Congratulations! You've booked your first scoring gig. Let's assume you know the technical aspects of scoring. I'd like to discuss a few non musical things to think about before you start on a new project.
Working in film is a team effort.
It is very important to understand the hierarchy of this team and how you fit in. Along with the Director, who else has input in deciding musical choices for the film? Many times an Editor uses "Temp Music" for cutting picture before you arrive which can influence the Director requiring you to use it as a model. The Film Mixer may be creating an entire soundscape that structurally helps the story unfold and your music needs to work within that soundscape. Is the Producer hands on or do they leave the creative vision to the Director? Knowing all of this information before you start to compose and how to positively deal with it can be a great benefit in completing a project.
Oft times people do not know instinctively or have the training to describe what they want the music to sound like.
If you are working with a Director like this, it is your job to find a common ground to communicate with. I worked with one director who initially tried to explain what he wanted in standard musical terms. This went on for a few days with the demos I did for him not hitting the mark. He finally told me he was not comfortable talking about music that way. Eventually we hit on simply using adjectives to describe emotionally what the music should portray. It was then my job to translate those adjectives into sound. Every situation is different and this is an essential skill to develop.
Another key to working in this industry is producing on a deadline.

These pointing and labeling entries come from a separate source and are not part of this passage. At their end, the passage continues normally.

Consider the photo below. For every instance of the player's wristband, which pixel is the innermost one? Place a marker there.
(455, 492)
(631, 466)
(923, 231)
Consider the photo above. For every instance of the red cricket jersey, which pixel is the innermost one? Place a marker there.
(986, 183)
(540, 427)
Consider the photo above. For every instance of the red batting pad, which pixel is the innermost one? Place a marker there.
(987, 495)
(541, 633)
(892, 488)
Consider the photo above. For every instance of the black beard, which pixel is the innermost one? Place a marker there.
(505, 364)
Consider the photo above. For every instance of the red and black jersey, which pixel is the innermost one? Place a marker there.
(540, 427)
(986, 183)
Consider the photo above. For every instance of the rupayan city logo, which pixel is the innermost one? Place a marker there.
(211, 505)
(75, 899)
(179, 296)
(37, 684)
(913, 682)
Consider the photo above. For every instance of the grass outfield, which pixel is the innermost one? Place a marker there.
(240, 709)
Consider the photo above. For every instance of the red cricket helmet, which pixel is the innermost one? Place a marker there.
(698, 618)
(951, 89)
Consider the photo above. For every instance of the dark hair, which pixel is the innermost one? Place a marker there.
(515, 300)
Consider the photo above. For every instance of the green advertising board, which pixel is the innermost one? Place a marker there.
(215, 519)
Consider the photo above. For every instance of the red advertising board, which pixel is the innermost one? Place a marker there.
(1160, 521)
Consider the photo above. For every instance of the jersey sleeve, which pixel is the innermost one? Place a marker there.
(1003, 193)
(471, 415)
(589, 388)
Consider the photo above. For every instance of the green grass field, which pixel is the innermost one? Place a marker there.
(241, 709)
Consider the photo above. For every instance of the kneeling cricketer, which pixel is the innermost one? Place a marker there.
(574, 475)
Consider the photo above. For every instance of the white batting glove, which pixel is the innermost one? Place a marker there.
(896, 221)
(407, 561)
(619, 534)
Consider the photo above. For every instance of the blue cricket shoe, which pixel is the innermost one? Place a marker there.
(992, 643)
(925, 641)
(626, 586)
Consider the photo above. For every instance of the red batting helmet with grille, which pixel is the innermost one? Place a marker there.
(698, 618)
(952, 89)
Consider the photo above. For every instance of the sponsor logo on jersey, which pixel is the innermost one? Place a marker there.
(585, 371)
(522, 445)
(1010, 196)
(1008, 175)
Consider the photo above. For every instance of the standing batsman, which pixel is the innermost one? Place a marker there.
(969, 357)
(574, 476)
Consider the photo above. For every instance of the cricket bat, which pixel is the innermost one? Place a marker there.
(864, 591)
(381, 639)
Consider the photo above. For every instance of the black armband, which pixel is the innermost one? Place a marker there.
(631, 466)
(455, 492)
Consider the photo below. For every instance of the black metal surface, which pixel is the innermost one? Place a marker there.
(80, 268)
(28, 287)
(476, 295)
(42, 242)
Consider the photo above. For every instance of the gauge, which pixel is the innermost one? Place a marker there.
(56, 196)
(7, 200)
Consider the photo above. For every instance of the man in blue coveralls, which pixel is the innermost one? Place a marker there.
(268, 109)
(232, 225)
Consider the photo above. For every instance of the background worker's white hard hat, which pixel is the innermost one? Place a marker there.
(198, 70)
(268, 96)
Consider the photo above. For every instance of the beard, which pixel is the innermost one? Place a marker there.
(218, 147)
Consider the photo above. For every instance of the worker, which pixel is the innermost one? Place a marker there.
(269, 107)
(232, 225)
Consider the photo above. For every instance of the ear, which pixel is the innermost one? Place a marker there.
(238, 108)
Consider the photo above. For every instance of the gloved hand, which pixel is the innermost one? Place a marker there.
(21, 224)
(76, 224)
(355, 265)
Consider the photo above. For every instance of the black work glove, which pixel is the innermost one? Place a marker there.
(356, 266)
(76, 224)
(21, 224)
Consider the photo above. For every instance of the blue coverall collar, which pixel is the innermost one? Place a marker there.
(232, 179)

I hired someone recently to do a project. Before even starting they told me "I work on my time, not your time". That may be great if you are some sort of artiste creating in a vacuum but not appreciated in the real world with schedules and tight deadlines. While discussing methods to be creative on the spot is beyond the scope of this article, there are things you can do to keep focused on creating and not bogged down in counter productive activities.
Organization and preparation are essential to meeting deadlines. Here are some things I have found to be helpful:
Assuming you are using a computer, make sure your system is running well. Do any upgrades and installs before starting the project then test the system and do not upgrade any essential software in the middle of a project.
Have a consistent method of storing and naming sessions and mixes. Name your mixed audio files the same as the session files they were created from so it is easy to find for revisions. Always put your initials on every file as this helps to identify what music is yours.
Have enough hard drive space to complete the project and back up your files every day as you never know when a hard drive or computer can go down.
Create several templates you can easily import with sonic palettes for your project. It helps to have a consistent track order for your sessions making it easier to find different instruments. For example, when writing orchestral music in a sequencer, my tracks read from top to bottom like an actual score with Winds on top down to Strings on the bottom of the page.
Know how to use your software and how to troubleshoot and solve issues that come up. Time spent searching thru menus looking for a function can take your focus away from the flow of composing. I've been sequencing music since the mid 1980's and still try to learn something new daily. Keep neat and detailed notes of your discussions with the Director that you can easily reference. This gives you a greater chance of creating a piece that needs less revisions.
I hope you find some of these helpful and good luck on your new project. Scoring work can be an incredibly satisfying musical endeavor to pursue.